During the interview, Walters specifically asked Shields about her height and measurements, and then asked the teen to stand beside her so that the audience could see how tall she was. She also prodded the mother-daughter duo about their relationship and asked several other intimate questions about Shields' sexual history.
“That Barbara Walters interview is maddening,” Shepard said on the podcast, looking back. “It's practically criminal,” Shields agreed. “It is not journalism.”
She talked about the general tone of the interviews she did at the time, saying no one really cared about the truth of the ad -- that she didn't know what the Calvin Klein innuendo meant when she recorded it.
"The [interviewers] never wanted my answer. They just wanted their point of view," she said. "They were mad at themselves for not figuring it out and then taking it out on me."
Shields says she's been looking back at her old interviews for an unspecified project she can't talk about yet and noted how disturbed she is at some of the exchanges, particularly when it comes to her mother, who she admits, was abusing alcohol at the time.
"I watch this little sweet girl stick up for her mom in this way," Shields continued. "There was one [interviewer] that said [to my mother] -- whatever, it's negative. Negative, negative, negative -- 'You're this blotchy-faced sloppy drunk.' And they'll do it in this way where they say, 'It's been written that...' so it leaves them out of it. So I interrupt him and I say, 'Well, excuse me, but with regards to that, my mom has allergies.'"
"I'm just like, 'Oh! Oh, oh, oh, baby girl!'" she said. "And then as I get a little bit older, you watch me say, 'No, that's not actually the way it was,' and then they say, 'Yeah, but come on, really?' and I say, 'Okay, let me say it this way: no, that's not how it was.'"
"And then finally, I say at one point, 'Look, I don't really think you want to know my answer. Okay, this is my truth and I don't know how else you need me to say this."

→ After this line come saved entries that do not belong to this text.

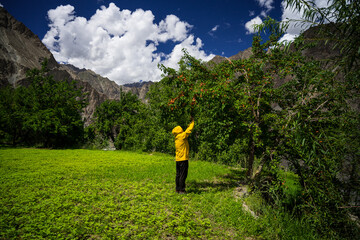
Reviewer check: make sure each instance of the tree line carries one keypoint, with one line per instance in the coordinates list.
(276, 107)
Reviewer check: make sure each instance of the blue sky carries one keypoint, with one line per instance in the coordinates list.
(125, 40)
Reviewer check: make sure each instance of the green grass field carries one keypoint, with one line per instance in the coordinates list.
(93, 194)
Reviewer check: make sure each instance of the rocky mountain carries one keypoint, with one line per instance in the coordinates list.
(21, 50)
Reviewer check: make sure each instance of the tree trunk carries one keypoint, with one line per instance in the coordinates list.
(250, 164)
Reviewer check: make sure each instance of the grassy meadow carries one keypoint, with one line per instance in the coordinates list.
(94, 194)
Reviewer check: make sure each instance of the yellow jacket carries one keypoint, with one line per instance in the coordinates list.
(181, 142)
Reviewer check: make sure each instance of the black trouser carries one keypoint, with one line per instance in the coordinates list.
(181, 174)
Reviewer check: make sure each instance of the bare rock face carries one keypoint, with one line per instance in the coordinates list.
(101, 84)
(20, 50)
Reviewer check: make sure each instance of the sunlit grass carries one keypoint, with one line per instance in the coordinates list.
(54, 194)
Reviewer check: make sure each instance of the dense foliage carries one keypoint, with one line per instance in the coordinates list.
(291, 121)
(46, 113)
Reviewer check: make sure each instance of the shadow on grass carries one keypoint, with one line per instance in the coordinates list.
(219, 184)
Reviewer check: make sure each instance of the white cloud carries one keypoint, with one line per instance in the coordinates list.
(213, 30)
(119, 44)
(250, 24)
(267, 4)
(296, 27)
(193, 47)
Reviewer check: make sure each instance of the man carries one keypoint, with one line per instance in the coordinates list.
(182, 155)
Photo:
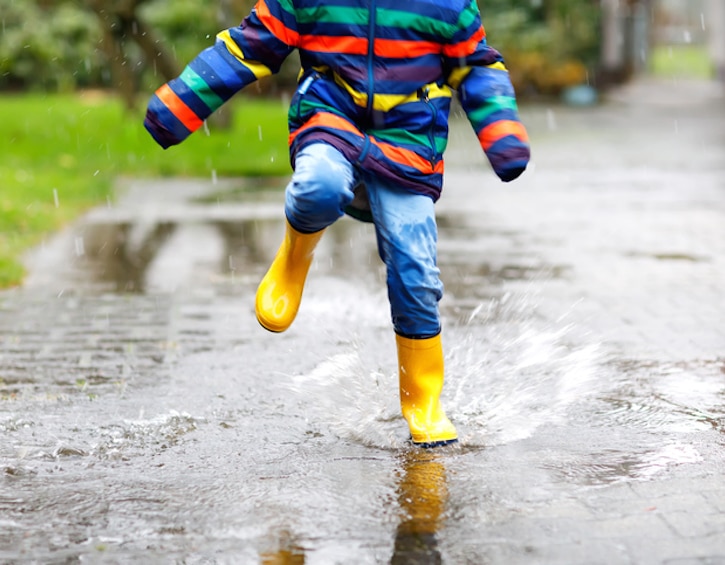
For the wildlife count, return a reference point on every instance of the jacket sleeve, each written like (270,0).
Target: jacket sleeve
(478,73)
(240,56)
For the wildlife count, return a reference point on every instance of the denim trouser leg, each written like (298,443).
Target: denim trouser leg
(321,188)
(407,243)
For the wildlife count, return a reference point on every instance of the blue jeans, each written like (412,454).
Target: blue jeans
(317,195)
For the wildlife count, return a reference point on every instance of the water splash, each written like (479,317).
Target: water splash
(509,372)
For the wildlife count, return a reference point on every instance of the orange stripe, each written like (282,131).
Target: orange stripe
(279,30)
(327,120)
(465,48)
(395,154)
(183,113)
(498,130)
(400,49)
(408,158)
(333,44)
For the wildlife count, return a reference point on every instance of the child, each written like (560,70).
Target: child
(368,126)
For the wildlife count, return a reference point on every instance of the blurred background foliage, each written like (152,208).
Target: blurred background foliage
(548,44)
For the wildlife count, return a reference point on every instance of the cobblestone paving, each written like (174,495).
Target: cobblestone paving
(145,417)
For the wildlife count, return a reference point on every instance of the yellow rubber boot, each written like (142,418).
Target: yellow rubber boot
(280,292)
(420,364)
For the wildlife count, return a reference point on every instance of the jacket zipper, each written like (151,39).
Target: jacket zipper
(371,56)
(431,131)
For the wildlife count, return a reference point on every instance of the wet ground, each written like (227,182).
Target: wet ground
(145,416)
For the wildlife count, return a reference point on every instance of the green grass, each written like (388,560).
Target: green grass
(62,154)
(681,61)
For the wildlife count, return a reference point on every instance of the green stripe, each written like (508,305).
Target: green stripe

This past October, Shields also opened up about the now-infamous campaign in an interview with Vogue, calling the controversy ridiculous and unexpected.
“I was away when they all came out, and then started hearing, 'Oh, the commercials have been banned here, and Canada won't play them.' And paparazzi and people screaming at me and screaming at my mother, 'How could you?' It just struck me as so ridiculous,” Shields told the publication.
“I didn’t think it was about underwear or sexual in nature. I was naïve. I think the assumption was that I was much more savvy than I ever really was. I was a virgin, and I was a virgin forever after that,” Shields continued. “The controversy backfired. The campaign was extremely successful, and then the underwear overtook the jeans. [Calvin Klein] understood how to push the envelope. It set the tone for decades.”
As we’ve recently seen with projects like Framing Britney Spears or the recently resurfaced David Letterman interview with Lindsay Lohan from 2013, that tone was definitely problematic.
Shepard, who has two girls of his own, has discussed the subject on his podcast before. Back at the end of 2020, he welcomed Natalie Portman onto the show, where she too opened up about the damage being sexualized at a young age caused her.
“Being sexualized as a child, I think, took away from my own sexuality, because it made me afraid,” Portman said at the time. “But at that age, you do have your own sexuality, and you do have your own desire, and you do want to explore things, and you do want to be open. But you don't feel safe, necessarily, when there's, like, older men that are interested, and you're like, 'No, no, no, no,'” she continued.
"When I was in my teens I was like, 'I don't wanna have any love scenes or make-out scenes.' I would start choosing parts that were less sexy because it made me worried about the way I was perceived and how safe I felt.”